WASHINGTON -- Two months before flying a jetliner into the World Trade Center, Mohamed Atta went on a European road trip.
He flew from Miami to Spain, rented a car and drove 1,190 miles in 12 days, including a brief visit to Switzerland.
Spanish police say Atta's papers were in order and they had no reason to suspect he would emerge as the ringleader in a suicide hijacking plot that killed more than 5,200 people on Sept. 11.
Spanish authorities now are trying to determine if Atta met with associates of Osama bin Laden or with members an Algerian terror cell during that trip; or if he avoided passport controls by flying from Barcelona to another European country to meet with organizers of the attacks.
"He could have simply taken a plane at Barcelona airport and gone to any country, Germany, France or whatever," said Spanish National Police Chief Juan Cortino.
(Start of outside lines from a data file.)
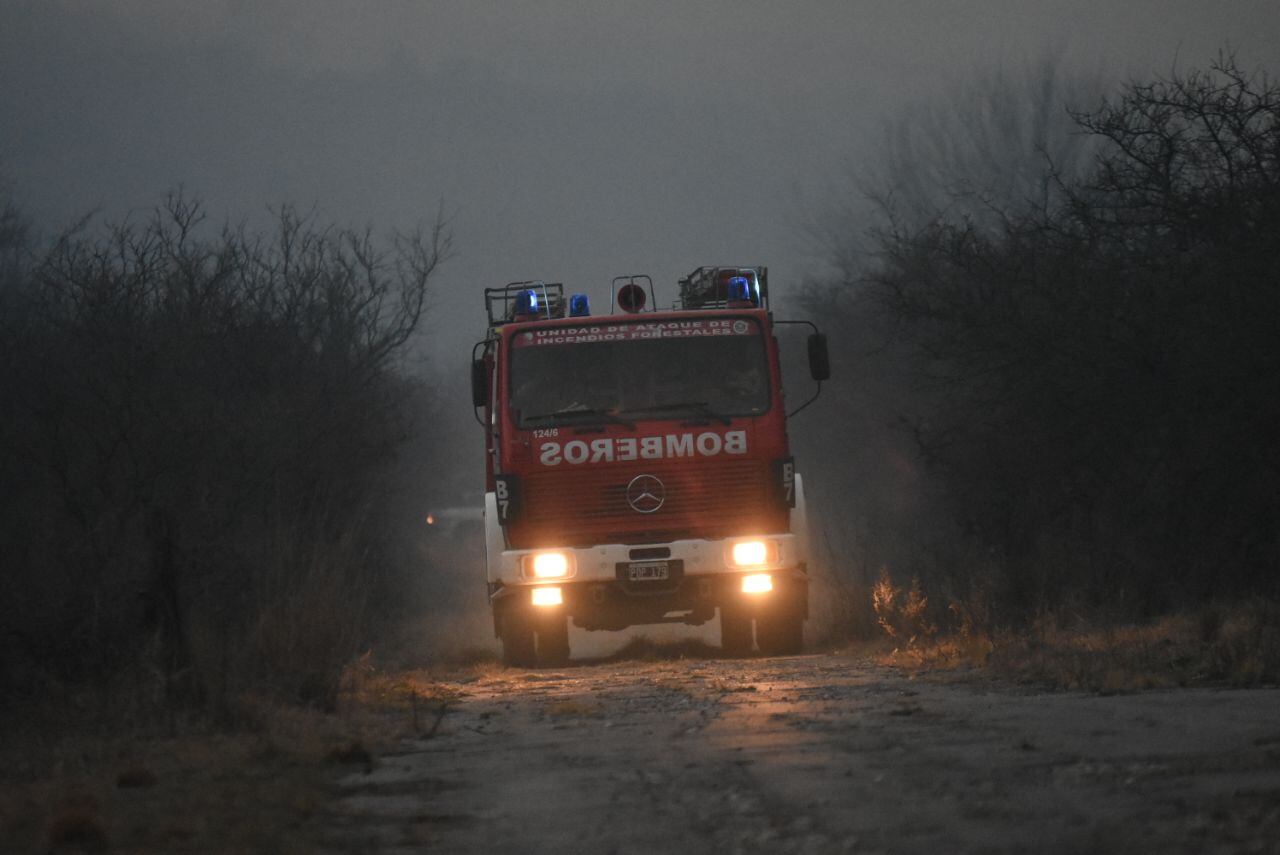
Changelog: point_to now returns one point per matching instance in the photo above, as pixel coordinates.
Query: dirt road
(819, 754)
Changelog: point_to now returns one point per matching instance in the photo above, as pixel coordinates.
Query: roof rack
(501, 302)
(708, 287)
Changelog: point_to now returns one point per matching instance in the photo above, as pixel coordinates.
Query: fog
(567, 141)
(562, 141)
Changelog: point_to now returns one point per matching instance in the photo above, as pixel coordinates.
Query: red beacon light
(631, 297)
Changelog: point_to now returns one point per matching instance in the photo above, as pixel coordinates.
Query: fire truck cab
(638, 465)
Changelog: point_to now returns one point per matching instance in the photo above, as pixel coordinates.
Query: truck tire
(780, 635)
(517, 641)
(553, 643)
(735, 632)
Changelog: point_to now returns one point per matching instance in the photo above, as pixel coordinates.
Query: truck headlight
(548, 565)
(753, 553)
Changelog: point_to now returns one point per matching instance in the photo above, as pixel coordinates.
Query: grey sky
(574, 141)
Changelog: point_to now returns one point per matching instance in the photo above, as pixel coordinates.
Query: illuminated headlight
(548, 597)
(548, 565)
(753, 553)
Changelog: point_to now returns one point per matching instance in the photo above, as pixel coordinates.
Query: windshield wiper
(575, 412)
(699, 407)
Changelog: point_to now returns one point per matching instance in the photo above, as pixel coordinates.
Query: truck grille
(574, 507)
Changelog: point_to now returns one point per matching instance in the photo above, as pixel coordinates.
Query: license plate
(649, 571)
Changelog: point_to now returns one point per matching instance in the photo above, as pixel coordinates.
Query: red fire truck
(638, 466)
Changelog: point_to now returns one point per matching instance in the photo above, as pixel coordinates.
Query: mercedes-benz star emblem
(645, 493)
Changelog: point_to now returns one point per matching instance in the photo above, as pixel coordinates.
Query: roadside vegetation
(206, 517)
(1059, 388)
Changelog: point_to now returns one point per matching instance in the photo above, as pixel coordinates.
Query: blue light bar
(526, 302)
(740, 291)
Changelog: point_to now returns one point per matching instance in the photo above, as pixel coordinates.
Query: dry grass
(1217, 645)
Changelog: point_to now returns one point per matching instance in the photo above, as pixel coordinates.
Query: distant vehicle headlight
(548, 565)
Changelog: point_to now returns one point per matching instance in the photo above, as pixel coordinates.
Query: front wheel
(780, 635)
(735, 632)
(553, 641)
(517, 641)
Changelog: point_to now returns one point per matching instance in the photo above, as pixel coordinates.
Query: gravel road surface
(819, 754)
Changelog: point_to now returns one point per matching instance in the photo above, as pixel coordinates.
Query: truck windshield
(621, 373)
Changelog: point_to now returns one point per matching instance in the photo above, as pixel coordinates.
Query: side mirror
(819, 362)
(479, 384)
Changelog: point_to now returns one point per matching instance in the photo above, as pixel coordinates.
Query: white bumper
(599, 562)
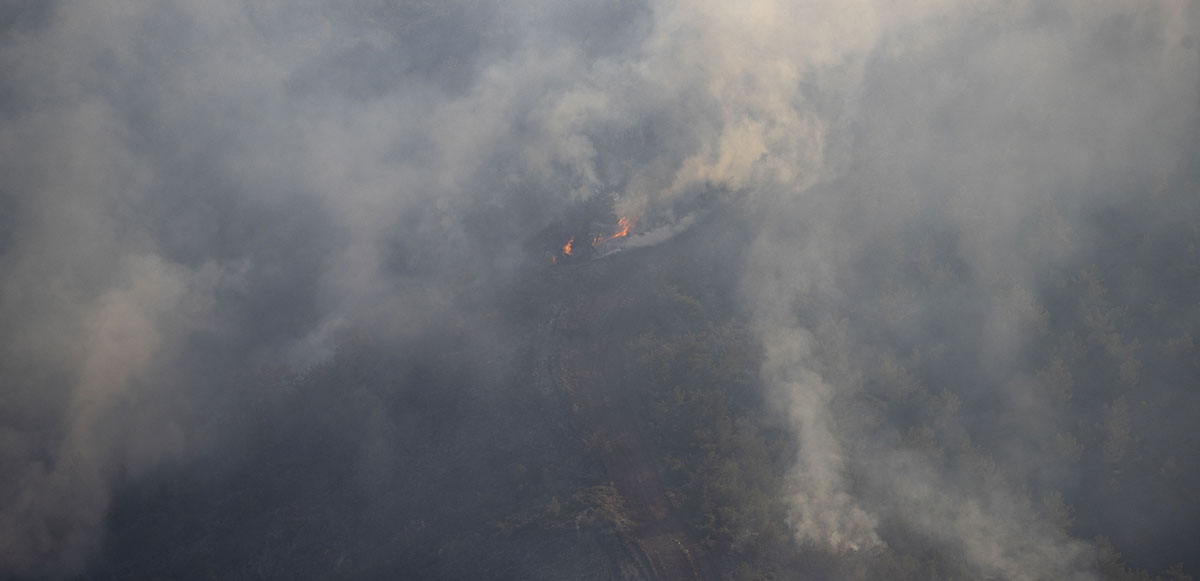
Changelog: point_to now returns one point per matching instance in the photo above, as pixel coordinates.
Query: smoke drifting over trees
(911, 291)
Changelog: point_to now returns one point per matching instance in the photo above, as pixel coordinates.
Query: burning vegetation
(624, 225)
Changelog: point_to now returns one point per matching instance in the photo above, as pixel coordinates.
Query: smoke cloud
(193, 189)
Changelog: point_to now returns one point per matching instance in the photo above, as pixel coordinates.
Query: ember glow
(623, 226)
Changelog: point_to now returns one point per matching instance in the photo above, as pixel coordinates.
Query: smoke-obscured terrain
(600, 289)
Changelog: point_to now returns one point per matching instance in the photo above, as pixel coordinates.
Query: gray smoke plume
(191, 187)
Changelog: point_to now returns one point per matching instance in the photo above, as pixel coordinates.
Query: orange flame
(623, 226)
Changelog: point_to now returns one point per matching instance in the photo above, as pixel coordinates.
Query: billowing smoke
(191, 189)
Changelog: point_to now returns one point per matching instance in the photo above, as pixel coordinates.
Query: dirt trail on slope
(587, 366)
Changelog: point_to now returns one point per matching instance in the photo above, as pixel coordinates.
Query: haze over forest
(600, 289)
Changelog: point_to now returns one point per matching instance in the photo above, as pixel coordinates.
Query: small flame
(623, 226)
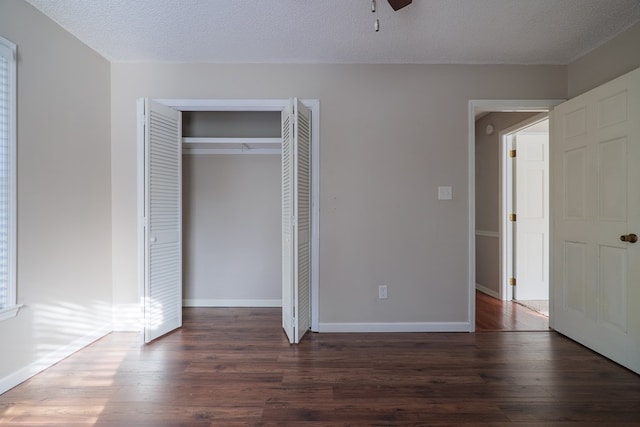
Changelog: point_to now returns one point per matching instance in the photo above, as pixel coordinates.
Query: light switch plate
(445, 193)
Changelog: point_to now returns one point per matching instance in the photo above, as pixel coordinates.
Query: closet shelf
(197, 145)
(252, 141)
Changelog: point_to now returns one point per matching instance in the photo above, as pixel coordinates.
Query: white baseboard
(232, 303)
(127, 318)
(51, 359)
(487, 291)
(396, 327)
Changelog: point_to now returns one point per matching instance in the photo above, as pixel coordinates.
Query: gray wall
(232, 229)
(487, 196)
(64, 193)
(613, 59)
(390, 135)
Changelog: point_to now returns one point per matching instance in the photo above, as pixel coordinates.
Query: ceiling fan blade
(399, 4)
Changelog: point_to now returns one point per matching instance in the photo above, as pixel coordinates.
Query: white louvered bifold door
(296, 220)
(163, 218)
(302, 151)
(288, 307)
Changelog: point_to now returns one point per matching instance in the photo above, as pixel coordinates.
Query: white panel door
(162, 220)
(296, 220)
(532, 224)
(596, 275)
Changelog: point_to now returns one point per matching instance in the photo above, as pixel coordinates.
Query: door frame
(475, 107)
(253, 105)
(505, 198)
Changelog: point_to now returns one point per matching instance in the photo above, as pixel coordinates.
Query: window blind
(7, 108)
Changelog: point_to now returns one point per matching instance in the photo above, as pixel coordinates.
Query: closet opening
(231, 209)
(232, 149)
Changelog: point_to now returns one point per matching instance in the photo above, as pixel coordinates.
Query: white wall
(390, 135)
(232, 230)
(64, 195)
(613, 59)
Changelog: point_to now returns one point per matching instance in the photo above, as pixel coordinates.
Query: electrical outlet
(382, 292)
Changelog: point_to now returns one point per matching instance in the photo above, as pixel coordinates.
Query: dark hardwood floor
(234, 367)
(495, 315)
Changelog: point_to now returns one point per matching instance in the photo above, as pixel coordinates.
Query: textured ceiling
(333, 31)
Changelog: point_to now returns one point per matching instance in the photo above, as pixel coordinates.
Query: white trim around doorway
(475, 107)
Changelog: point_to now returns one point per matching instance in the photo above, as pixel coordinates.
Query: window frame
(9, 51)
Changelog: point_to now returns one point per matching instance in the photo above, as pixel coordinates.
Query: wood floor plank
(234, 367)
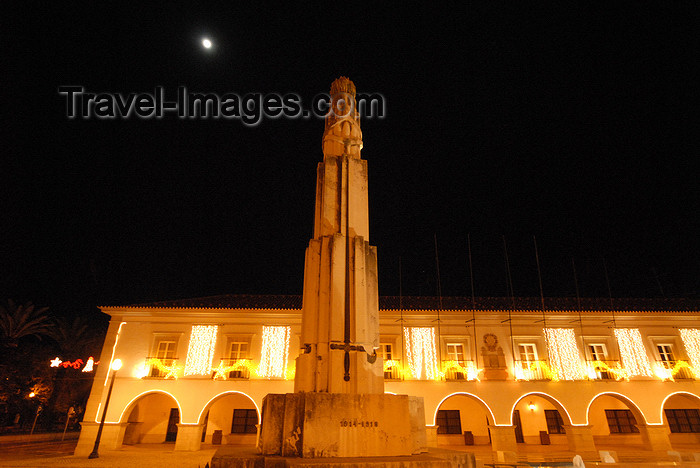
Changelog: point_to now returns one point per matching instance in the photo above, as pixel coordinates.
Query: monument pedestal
(246, 457)
(328, 425)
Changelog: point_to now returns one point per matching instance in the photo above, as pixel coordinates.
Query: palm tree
(22, 320)
(78, 338)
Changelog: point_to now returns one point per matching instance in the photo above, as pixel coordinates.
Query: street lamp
(116, 365)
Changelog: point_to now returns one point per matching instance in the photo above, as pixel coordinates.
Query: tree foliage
(19, 321)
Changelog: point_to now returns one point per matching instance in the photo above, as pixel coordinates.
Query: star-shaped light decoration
(172, 371)
(221, 371)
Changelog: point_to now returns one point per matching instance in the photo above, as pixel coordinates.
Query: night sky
(572, 123)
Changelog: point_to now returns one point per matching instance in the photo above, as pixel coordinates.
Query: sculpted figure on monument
(342, 134)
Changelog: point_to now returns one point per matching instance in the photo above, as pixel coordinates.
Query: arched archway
(615, 421)
(235, 415)
(681, 413)
(463, 419)
(539, 418)
(152, 417)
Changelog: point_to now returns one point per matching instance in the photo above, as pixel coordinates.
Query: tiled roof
(250, 301)
(231, 301)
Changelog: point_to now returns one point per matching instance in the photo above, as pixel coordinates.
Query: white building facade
(582, 378)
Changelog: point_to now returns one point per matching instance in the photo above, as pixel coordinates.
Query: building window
(683, 420)
(386, 352)
(421, 353)
(200, 351)
(275, 351)
(621, 421)
(528, 353)
(665, 353)
(448, 422)
(555, 425)
(237, 352)
(244, 421)
(165, 352)
(528, 367)
(598, 352)
(455, 353)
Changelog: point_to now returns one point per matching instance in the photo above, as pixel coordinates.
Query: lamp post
(116, 365)
(38, 410)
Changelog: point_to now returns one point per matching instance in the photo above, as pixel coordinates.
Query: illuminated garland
(632, 351)
(665, 373)
(421, 353)
(173, 370)
(77, 364)
(222, 371)
(564, 357)
(200, 351)
(470, 371)
(618, 372)
(275, 351)
(691, 341)
(535, 369)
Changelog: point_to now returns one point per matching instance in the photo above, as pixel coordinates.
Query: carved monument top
(342, 134)
(343, 85)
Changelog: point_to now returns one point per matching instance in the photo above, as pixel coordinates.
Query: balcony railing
(678, 370)
(600, 370)
(459, 370)
(531, 370)
(392, 370)
(157, 370)
(241, 371)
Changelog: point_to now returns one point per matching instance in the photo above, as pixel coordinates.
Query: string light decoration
(275, 351)
(469, 371)
(172, 371)
(564, 356)
(421, 353)
(222, 371)
(691, 341)
(200, 351)
(618, 372)
(632, 351)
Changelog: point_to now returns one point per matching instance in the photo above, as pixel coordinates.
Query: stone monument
(339, 413)
(339, 408)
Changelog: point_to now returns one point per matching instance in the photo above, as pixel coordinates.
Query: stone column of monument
(339, 408)
(340, 328)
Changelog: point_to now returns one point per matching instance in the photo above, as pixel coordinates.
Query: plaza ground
(50, 454)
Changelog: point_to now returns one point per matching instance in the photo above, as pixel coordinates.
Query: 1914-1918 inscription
(356, 423)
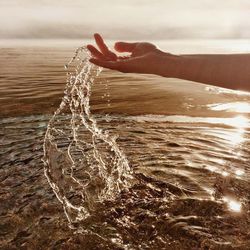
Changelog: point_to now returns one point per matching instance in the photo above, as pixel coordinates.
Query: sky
(130, 19)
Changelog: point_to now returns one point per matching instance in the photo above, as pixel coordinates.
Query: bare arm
(223, 70)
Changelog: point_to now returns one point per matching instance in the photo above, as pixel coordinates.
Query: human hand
(143, 58)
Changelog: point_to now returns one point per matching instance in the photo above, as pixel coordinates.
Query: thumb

Atta's European trip is one of four known overseas visits by suspected hijackers in the months before the attacks. The search overseas is critical because U.S. law enforcement officials increasingly believe the hijackers received their instructions and financing from masterminds of Osama bin Laden's al-Qaida network who remained behind in Europe and the Middle East.
Two groups suspected
The movements of the hijackers, as detailed through public records and interviews, suggest there were two distinct groups. Six were leaders who arrived last year, and most had pilot's licenses. Thirteen others arrived just months before the attacks and provided the muscle to keep passengers on the hijacked planes at bay.
Three of the six leaders left the United States for brief trips abroad during the past year, or met with suspected terrorist collaborators just before arriving stateside.
And as Sept. 11 approached, the six leaders increasingly crossed paths with each other and the 13 other hijackers.
"They needed the older, more mature, more dedicated people who've been around," said Clint Van Zandt, a retired FBI agent.
For the most part, the hijackers were clean-cut young men with no past terrorist associations to tip off authorities. During their months in the United States, they did nothing to arouse suspicions.
In January 2000, Khalid Almihdhar and Nawaf Alhazmi, two of the five who commandeered the plane that slammed into the Pentagon, met in Malaysia with a bin Laden associate later implicated in the plot to bomb the USS Cole in Yemen.
That ship wasn't bombed until 10 months later, but authorities have linked it to bin Laden and have concluded that some of the planners also were part of the Sept. 11 plot.
In February 2000, Almihdhar had reached southern California, where he and Alhazmi spent much of the rest of the year. They took flight lessons in San Diego in May, but couldn't meet licensing standards.
Soon afterward, Hani Hanjour, who had received flight training at Arizona schools in the late 1990s, joined Almihdhar and Alhazmi in San Diego. Authorities believe Hanjour was at the controls of the plane that crashed into the Pentagon.
By May, Atta and Marwan Al-Shehhi, believed to be the pilot of the other flight into the World Trade Center, were in Florida taking flying lessons. In June, they were joined by Ziad Jarrah, who authorities believe took the controls of the plane that crashed in Pennsylvania.
In March, Hanjour rented an apartment in Paterson, N.J., with Salem Alhazmi, another hijacker aboard the Pentagon flight. Over the next few months, neighbors spotted several other hijackers coming and going, including Saeed Alghamdi, who was on the Pennsylvania flight.
In April, Waleed Alshehri, who helped Atta hijack American Airlines Flight 11, checked into a Hollywood, Fla., motel. By the end of July, at least six other soon-to-be hijackers had arrived in Florida.
Atta traveled abroad at least twice more. U.S. officials say he met with a suspected Iraqi intelligence agent in Europe in April. He returned to Spain for 12 days in July.